Dos grandes voces literarias escriben sobre El Más Grande

Suplemento viernes 22 de febrero de 2019 -

En 1974, en Zaire, tuvo lugar uno de los combates más extraordinarios de todos los tiempos: el de Mohamed Alí con George Foreman. En 1996, el gran campeón viaja a La Habana y visita a Fidel Castro. Norman Mailer y Gay Talese, dos de los autores más notables de la escena literaria de Estados Unidos, escribieron, respectivamente, sobre uno y otro de estos episodios.

El combate

Norman Mailer

Dundee se acercó para vendarle las manos. El observador del vestuario de Foreman, Doc Broadus, se aproximó para estudiar la operación.

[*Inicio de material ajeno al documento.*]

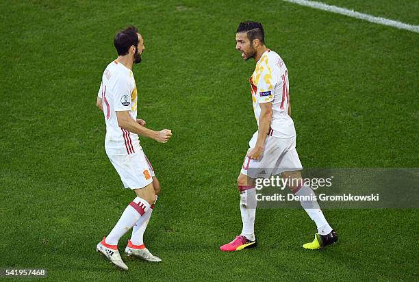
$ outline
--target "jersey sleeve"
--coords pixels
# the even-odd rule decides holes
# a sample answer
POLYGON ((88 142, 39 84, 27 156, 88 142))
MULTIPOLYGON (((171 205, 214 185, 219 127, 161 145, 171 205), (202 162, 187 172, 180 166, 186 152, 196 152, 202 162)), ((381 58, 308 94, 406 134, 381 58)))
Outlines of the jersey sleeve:
POLYGON ((115 111, 131 110, 131 93, 133 90, 131 81, 126 77, 119 77, 114 88, 114 109, 115 111))
POLYGON ((273 71, 268 64, 262 66, 260 77, 257 81, 256 99, 258 103, 272 102, 274 99, 274 90, 276 84, 273 71))
POLYGON ((97 93, 97 97, 99 97, 99 98, 101 98, 101 99, 103 98, 103 94, 102 93, 102 84, 103 84, 103 83, 101 82, 101 86, 99 87, 99 92, 97 93))

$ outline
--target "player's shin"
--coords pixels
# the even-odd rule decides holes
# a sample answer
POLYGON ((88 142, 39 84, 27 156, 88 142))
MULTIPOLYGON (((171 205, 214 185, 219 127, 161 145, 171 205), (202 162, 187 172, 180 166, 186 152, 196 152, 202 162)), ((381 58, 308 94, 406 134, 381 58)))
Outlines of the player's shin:
POLYGON ((150 204, 143 198, 136 197, 125 208, 120 218, 105 238, 106 244, 118 244, 119 239, 128 231, 150 209, 150 204))
POLYGON ((318 203, 316 199, 316 194, 313 190, 307 185, 303 185, 294 193, 301 196, 300 203, 308 216, 314 221, 317 230, 320 235, 327 235, 331 232, 332 228, 325 218, 318 203))
POLYGON ((243 229, 241 235, 251 241, 255 240, 255 218, 256 216, 256 189, 254 187, 239 186, 240 192, 240 213, 243 229))
MULTIPOLYGON (((156 195, 155 201, 157 201, 157 196, 156 195)), ((144 244, 144 233, 145 232, 150 218, 151 217, 151 213, 154 209, 154 205, 150 206, 150 208, 140 218, 140 219, 134 224, 132 228, 132 235, 131 236, 131 242, 134 245, 142 245, 144 244)))

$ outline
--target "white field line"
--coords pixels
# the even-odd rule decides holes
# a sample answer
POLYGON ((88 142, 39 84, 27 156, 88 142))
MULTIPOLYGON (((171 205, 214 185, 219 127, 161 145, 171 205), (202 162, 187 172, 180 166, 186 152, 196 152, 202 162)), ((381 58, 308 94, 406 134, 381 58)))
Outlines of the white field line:
POLYGON ((408 25, 396 21, 389 20, 388 18, 380 18, 378 16, 371 16, 368 14, 362 14, 354 10, 344 9, 327 5, 321 2, 316 2, 314 1, 307 0, 282 0, 285 2, 293 3, 294 4, 301 5, 303 6, 311 7, 314 9, 320 9, 325 11, 331 12, 333 13, 340 14, 345 16, 352 16, 353 18, 360 18, 361 20, 368 21, 371 23, 375 23, 380 25, 388 25, 390 27, 397 27, 401 29, 406 29, 410 31, 419 33, 419 25, 408 25))

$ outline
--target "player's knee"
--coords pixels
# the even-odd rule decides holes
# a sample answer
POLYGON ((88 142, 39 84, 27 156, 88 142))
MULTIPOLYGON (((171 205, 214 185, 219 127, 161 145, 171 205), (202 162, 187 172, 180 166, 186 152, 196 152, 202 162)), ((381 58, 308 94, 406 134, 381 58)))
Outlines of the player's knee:
POLYGON ((155 177, 153 177, 153 187, 154 188, 154 194, 158 196, 160 194, 162 188, 160 187, 160 183, 155 177))
POLYGON ((237 178, 237 185, 239 187, 247 186, 247 177, 240 174, 237 178))

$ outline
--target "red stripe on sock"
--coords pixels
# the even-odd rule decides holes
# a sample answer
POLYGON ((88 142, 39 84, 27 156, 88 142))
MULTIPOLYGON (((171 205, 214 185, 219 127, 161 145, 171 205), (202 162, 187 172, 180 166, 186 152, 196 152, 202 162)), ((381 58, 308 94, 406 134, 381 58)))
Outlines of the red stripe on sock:
POLYGON ((142 216, 145 212, 144 208, 142 207, 139 206, 138 204, 137 204, 136 202, 131 202, 129 203, 129 205, 134 207, 138 212, 138 214, 140 214, 140 216, 142 216))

Era un negro bajito y vigoroso de unos sesenta años, que había descubierto a George Foreman en el Job Corps hacía años y que lo había acompañado durante buena parte de su carrera. Broadus era bien conocido en el Inter-Continental por sus sueños proféticos. Había adivinado en sueños los asaltos en que serían noqueados Frazier y Norton. En el caso de Alí había soñado que George ganaría en dos asaltos, pero esta vez no estaba seguro de la predicción. Debía haberse producido algún fallo en el sueño.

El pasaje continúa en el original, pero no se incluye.